- Born: 1 January 1949 (age 77) Wales
- Education: University of Bristol
- Occupations: Actress; singer; politician;
- Political party: Plaid Cymru
- Spouse: Chris Langham (divorced)
- Children: 3

= Sue Jones-Davies =

Welsh singer and actor

Sue Jones-Davies (born 1 January 1949) is a Welsh actress, singer and local politician. She played Judith Iscariot in the film Monty Python's Life of Brian (1979) and was Mayor of Aberystwyth from 2008 to 2009.

==Early life and education==
Sue Jones-Davies was born on 1 January 1949 in Wales. She lived in Dinas Cross, Pembrokeshire. She is a graduate of the University of Bristol.

==Acting==
Jones-Davies worked in London theatre for several years. She appeared in the original London production of Jesus Christ Superstar. Other credits include Monty Python's Life of Brian, Radio On, Rock Follies, French and Saunders, Victoria Wood As Seen On TV and Brideshead Revisited. Her role in Rock Follies of '77 earned her a chart hit single with "O.K?" in partnership with Julie Covington, Rula Lenska and Charlotte Cornwell, reaching no.10 in June 1977. In August 1976, Jones-Davies was shortlisted for the part of Leela in the long running BBC series Doctor Who, but lost out to Louise Jameson for the role.
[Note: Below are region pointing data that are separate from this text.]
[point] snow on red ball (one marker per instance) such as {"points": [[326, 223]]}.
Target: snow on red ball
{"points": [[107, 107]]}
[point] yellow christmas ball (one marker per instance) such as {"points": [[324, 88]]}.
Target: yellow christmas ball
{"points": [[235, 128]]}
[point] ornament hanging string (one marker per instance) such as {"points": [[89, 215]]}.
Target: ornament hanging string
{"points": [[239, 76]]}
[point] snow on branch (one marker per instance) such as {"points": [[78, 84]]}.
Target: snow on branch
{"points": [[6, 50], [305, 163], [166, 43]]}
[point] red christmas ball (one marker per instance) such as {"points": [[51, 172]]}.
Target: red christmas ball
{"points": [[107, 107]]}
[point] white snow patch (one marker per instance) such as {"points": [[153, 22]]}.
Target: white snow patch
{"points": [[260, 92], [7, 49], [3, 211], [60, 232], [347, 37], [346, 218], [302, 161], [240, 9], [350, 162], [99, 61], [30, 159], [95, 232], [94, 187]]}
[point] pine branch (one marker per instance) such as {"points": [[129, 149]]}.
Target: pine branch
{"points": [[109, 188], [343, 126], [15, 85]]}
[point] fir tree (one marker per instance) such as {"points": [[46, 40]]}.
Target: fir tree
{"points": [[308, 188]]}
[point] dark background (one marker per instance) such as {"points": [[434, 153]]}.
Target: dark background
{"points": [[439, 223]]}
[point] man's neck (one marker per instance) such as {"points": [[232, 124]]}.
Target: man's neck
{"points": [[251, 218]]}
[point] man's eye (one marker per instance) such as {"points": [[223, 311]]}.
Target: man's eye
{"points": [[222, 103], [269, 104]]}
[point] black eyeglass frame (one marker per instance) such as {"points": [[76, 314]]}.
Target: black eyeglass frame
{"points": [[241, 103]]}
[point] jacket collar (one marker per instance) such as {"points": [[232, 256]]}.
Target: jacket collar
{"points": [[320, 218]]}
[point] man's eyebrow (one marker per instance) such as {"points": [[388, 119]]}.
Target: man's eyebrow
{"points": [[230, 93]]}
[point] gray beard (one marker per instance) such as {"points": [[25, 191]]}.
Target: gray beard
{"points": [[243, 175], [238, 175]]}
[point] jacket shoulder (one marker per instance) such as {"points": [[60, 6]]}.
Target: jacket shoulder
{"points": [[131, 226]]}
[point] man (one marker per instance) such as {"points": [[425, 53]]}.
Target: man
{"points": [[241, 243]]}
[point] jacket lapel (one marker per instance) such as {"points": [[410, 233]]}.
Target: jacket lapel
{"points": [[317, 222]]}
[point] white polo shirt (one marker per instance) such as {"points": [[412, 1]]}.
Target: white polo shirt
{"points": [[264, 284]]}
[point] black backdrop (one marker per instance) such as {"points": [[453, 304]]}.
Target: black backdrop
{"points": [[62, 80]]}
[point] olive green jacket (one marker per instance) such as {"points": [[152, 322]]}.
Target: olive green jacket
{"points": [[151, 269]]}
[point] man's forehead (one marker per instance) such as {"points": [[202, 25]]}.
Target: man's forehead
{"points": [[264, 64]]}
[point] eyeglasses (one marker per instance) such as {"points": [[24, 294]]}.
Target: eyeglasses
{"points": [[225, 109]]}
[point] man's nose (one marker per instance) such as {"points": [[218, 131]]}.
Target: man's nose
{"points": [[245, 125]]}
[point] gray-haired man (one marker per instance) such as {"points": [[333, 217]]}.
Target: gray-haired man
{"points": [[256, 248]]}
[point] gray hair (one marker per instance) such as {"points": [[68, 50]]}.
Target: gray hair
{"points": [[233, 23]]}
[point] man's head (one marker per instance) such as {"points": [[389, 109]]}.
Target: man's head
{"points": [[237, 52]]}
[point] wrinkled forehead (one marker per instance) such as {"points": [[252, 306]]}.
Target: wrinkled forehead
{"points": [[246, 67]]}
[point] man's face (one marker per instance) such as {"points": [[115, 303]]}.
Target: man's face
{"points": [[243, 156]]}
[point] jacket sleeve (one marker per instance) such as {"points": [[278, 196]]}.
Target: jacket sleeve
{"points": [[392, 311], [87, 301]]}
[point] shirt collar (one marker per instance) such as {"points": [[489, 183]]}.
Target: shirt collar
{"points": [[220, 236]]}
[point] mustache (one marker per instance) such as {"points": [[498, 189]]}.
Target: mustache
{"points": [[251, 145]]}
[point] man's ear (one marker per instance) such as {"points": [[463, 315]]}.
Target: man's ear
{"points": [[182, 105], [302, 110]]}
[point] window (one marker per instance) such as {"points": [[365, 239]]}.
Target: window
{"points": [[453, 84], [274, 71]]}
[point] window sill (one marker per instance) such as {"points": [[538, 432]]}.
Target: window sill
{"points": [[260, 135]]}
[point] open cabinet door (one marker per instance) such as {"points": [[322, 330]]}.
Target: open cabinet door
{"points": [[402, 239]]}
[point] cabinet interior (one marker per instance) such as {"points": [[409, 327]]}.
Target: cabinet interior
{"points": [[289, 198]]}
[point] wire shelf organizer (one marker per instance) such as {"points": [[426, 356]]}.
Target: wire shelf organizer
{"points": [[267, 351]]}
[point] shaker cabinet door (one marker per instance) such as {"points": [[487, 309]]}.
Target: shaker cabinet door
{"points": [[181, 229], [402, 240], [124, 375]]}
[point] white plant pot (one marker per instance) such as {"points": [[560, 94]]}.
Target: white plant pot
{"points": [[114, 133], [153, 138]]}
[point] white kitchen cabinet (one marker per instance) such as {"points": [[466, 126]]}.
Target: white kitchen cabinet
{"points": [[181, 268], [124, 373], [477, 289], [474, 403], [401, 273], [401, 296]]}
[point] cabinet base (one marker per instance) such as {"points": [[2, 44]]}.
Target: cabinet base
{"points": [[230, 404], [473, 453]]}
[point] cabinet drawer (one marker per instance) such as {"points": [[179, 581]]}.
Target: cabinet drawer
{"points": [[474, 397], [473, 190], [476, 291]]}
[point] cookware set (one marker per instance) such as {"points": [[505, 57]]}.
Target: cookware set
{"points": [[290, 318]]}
In the 1970s she was singer in The Bowles Brothers Band. She sings in the Welsh-language acoustic band Cusan Tan along with Annie Jones. She is also a regular performer on Welsh-language television. In 1981, she played in The Life and Times of David Lloyd George as Megan Lloyd George, the prime minister's daughter. She appeared in The Theory of Flight (1998), alongside Kenneth Branagh and Helena Bonham Carter, Solomon and Gaenor (1999) and voiced the part of Sian in animated film Y Mabinogi (2003).

==Later career==
In 2008, she became a Plaid Cymru town councillor in Aberystwyth. Between June 2008 and May 2009, she was Mayor of Aberystwyth.

Upon taking the office, she was informed that the town had banned Life of Brian and prohibited it for nearly 30 years because of her nude scene. It subsequently emerged that although Ceredigion county councillors had reviewed the film in 1981, and found parts "quite unacceptable", they did not officially ban it. She sponsored a charity screening of Life of Brian. In July 2008, Jones-Davies was interviewed on BBC Radio Wales and BBC Radio 2 about the film and its status in Aberystwyth. She was also profiled on BBC Radio 4's Woman's Hour. The film was screened on 28 March 2009 at the Aberystwyth Arts Centre. It was attended by cast members and the co-writers of the film, Michael Palin and Terry Jones. The event was broadcast on BBC One on 12 May 2009 as a documentary titled Monty Python in Aberystwyth: A Mayor and Two Pythons.

==Personal life==
She met the actor and writer Chris Langham, then a fellow student whilst studying at Bristol University. They married soon after graduation and lived in London. They later separated and divorced; Jones-Davies then moved to Aberystwyth with her three sons.

==Honours==
- Honorary Bachelor of Arts from the Aberystwyth University in 2018.